The modern understanding of CP as resulting from problems within the brain began in the early decades of the 1800s. The English surgeon William John Little (1810–1894) was the first person to study CP extensively. In his doctoral thesis he stated that CP was a result of a problem around the time of birth. He later identified a difficult delivery, a preterm birth and perinatal asphyxia in particular as risk factors.
Working in Pennsylvania in the 1880s, Canadian-born physician William Osler (1849–1919) reviewed dozens of CP cases to further classify the disorders by the site of the problems. Osler made further observations tying problems around the time of delivery with CP, and concluded that problems causing bleeding inside the brain were likely the root cause.
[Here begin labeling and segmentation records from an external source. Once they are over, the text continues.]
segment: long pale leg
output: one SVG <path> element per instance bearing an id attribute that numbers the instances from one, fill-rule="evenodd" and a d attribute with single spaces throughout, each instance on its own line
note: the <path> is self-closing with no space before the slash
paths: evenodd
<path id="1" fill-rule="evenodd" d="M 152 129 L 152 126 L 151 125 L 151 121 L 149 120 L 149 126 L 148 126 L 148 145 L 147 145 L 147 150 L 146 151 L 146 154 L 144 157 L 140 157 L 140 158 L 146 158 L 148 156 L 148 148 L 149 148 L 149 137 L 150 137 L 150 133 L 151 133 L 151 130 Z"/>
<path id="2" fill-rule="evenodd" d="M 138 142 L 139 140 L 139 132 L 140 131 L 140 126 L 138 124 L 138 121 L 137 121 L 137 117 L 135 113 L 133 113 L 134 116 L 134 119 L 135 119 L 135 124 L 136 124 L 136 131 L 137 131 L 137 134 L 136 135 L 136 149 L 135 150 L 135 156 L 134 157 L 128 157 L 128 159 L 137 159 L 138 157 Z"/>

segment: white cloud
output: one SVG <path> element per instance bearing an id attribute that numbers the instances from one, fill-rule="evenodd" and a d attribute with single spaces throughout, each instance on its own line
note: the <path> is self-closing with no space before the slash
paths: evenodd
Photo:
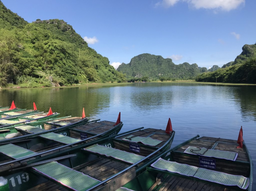
<path id="1" fill-rule="evenodd" d="M 231 35 L 234 35 L 236 37 L 236 38 L 238 40 L 239 40 L 240 39 L 240 35 L 239 34 L 237 34 L 234 32 L 232 32 L 230 33 Z"/>
<path id="2" fill-rule="evenodd" d="M 119 62 L 112 62 L 110 65 L 113 66 L 113 67 L 115 68 L 115 69 L 116 70 L 119 66 L 119 65 L 121 64 L 121 63 Z"/>
<path id="3" fill-rule="evenodd" d="M 168 56 L 167 57 L 169 58 L 171 58 L 175 60 L 179 60 L 181 59 L 183 57 L 183 56 L 182 55 L 177 55 L 177 54 L 174 55 L 174 54 L 173 54 L 170 56 Z"/>
<path id="4" fill-rule="evenodd" d="M 99 40 L 97 39 L 96 36 L 94 36 L 93 38 L 88 37 L 87 36 L 85 36 L 84 37 L 84 40 L 86 41 L 86 42 L 89 44 L 93 45 L 96 42 L 98 42 Z"/>
<path id="5" fill-rule="evenodd" d="M 186 2 L 189 5 L 197 9 L 220 9 L 229 11 L 236 8 L 241 4 L 244 4 L 245 0 L 162 0 L 156 3 L 156 5 L 169 7 L 178 1 Z"/>

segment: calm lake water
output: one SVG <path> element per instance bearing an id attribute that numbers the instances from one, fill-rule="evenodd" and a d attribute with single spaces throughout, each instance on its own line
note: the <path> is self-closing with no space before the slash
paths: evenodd
<path id="1" fill-rule="evenodd" d="M 176 134 L 172 146 L 198 134 L 243 138 L 256 164 L 256 86 L 189 83 L 133 83 L 117 86 L 0 90 L 0 105 L 14 101 L 20 108 L 115 121 L 119 111 L 121 132 L 141 127 L 165 129 L 171 118 Z M 255 164 L 256 165 L 256 164 Z M 255 165 L 255 167 L 256 166 Z M 254 169 L 256 189 L 256 168 Z"/>

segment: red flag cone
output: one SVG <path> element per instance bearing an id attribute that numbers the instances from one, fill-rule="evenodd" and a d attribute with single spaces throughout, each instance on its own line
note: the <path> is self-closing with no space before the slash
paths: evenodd
<path id="1" fill-rule="evenodd" d="M 46 116 L 50 116 L 53 114 L 53 111 L 52 111 L 52 108 L 50 107 L 50 109 L 49 110 L 49 111 L 48 111 L 48 114 Z"/>
<path id="2" fill-rule="evenodd" d="M 239 145 L 237 147 L 237 149 L 239 148 L 243 148 L 243 142 L 244 141 L 243 139 L 243 128 L 241 126 L 241 128 L 240 129 L 239 134 L 238 135 L 238 139 L 237 139 L 237 143 Z"/>
<path id="3" fill-rule="evenodd" d="M 37 106 L 35 106 L 35 102 L 33 102 L 33 105 L 34 106 L 34 110 L 37 111 Z"/>
<path id="4" fill-rule="evenodd" d="M 116 122 L 115 124 L 113 125 L 113 126 L 115 126 L 117 125 L 121 122 L 121 112 L 119 112 L 119 115 L 118 115 L 118 117 L 117 118 L 117 120 L 116 120 Z"/>
<path id="5" fill-rule="evenodd" d="M 167 126 L 166 126 L 166 129 L 165 129 L 165 132 L 167 134 L 170 135 L 170 132 L 172 132 L 172 122 L 171 122 L 171 119 L 169 118 L 168 120 Z"/>
<path id="6" fill-rule="evenodd" d="M 15 104 L 14 104 L 14 101 L 13 101 L 12 103 L 12 105 L 11 106 L 11 107 L 9 109 L 9 110 L 13 109 L 15 108 L 16 108 L 16 106 L 15 106 Z"/>
<path id="7" fill-rule="evenodd" d="M 84 107 L 83 108 L 83 114 L 82 114 L 82 119 L 85 118 L 85 114 L 84 113 Z"/>

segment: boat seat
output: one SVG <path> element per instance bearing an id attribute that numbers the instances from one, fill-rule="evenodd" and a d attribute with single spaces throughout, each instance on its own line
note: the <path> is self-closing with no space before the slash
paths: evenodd
<path id="1" fill-rule="evenodd" d="M 18 122 L 19 122 L 17 121 L 11 121 L 6 119 L 1 119 L 0 120 L 0 124 L 14 124 L 14 123 L 17 123 Z"/>
<path id="2" fill-rule="evenodd" d="M 145 158 L 134 153 L 128 153 L 111 147 L 106 147 L 98 144 L 84 149 L 85 151 L 111 157 L 129 163 L 134 164 Z"/>
<path id="3" fill-rule="evenodd" d="M 140 142 L 144 144 L 153 146 L 156 146 L 163 142 L 163 141 L 154 139 L 150 137 L 144 137 L 137 136 L 131 138 L 132 137 L 134 137 L 133 135 L 131 135 L 128 137 L 122 139 L 122 140 L 134 143 Z"/>
<path id="4" fill-rule="evenodd" d="M 238 155 L 238 153 L 234 152 L 214 149 L 207 149 L 205 148 L 199 148 L 195 146 L 189 146 L 184 151 L 184 153 L 207 157 L 225 159 L 232 161 L 235 161 L 236 160 Z"/>
<path id="5" fill-rule="evenodd" d="M 0 146 L 0 153 L 15 159 L 33 155 L 37 153 L 11 143 Z"/>
<path id="6" fill-rule="evenodd" d="M 52 180 L 74 190 L 86 190 L 100 182 L 88 175 L 56 161 L 36 166 L 32 169 Z"/>
<path id="7" fill-rule="evenodd" d="M 72 138 L 52 132 L 40 135 L 39 137 L 67 144 L 75 143 L 81 140 L 78 139 Z"/>
<path id="8" fill-rule="evenodd" d="M 18 131 L 20 130 L 32 133 L 41 133 L 46 131 L 39 127 L 35 127 L 26 125 L 15 127 L 15 128 Z"/>
<path id="9" fill-rule="evenodd" d="M 158 169 L 226 186 L 237 186 L 242 189 L 246 189 L 249 186 L 249 179 L 242 176 L 230 174 L 186 164 L 181 164 L 166 160 L 161 158 L 151 166 Z M 150 168 L 148 168 L 147 170 L 150 171 Z"/>

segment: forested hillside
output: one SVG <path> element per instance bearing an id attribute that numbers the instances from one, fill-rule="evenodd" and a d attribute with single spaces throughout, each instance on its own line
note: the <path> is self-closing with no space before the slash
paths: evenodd
<path id="1" fill-rule="evenodd" d="M 0 86 L 122 82 L 108 59 L 62 20 L 28 23 L 0 1 Z"/>
<path id="2" fill-rule="evenodd" d="M 142 54 L 134 56 L 129 64 L 122 63 L 117 69 L 127 77 L 148 77 L 150 79 L 192 79 L 207 71 L 206 68 L 199 67 L 196 64 L 187 63 L 176 65 L 170 58 L 161 56 Z"/>
<path id="3" fill-rule="evenodd" d="M 245 45 L 233 62 L 197 77 L 198 82 L 256 83 L 256 44 Z"/>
The classification of the disorder is named Freud's system divides the causes of the disorder into:
- problems present at birth,
- problems that develop during birth
- problems after birth.
Freud also made a rough correlation between the location of the problem inside the brain and the location of the affected limbs on the body, and documented the many kinds of movement disorders.
Surgeon Winthrop Phelps became the first physician to treat the disorder. He viewed CP from a musculoskeletal perspective instead of a neurological one. Phelps developed surgical techniques for operating on the muscles to address issues such as spasticity and muscle rigidity.
Hungarian physical rehabilitation practitioner András Pető developed a system to teach children with CP how to walk and perform other basic movements. Pető's system became the foundation for conductive education, widely used for children with CP today. Through the remaining decades, physical therapy for CP has evolved, and has become a core component of the CP management program.
A potential treatment for some forms of cerebral palsy may be deep brain stimulation. A number of potential treatments are being examined, including stem cell therapy. However, more research is required to determine if it is effective and safe.
As of 2016 it is thought that research in genetics and genomics, teratology, and developmental neuroscience is going to yield greater understanding of cerebral palsy.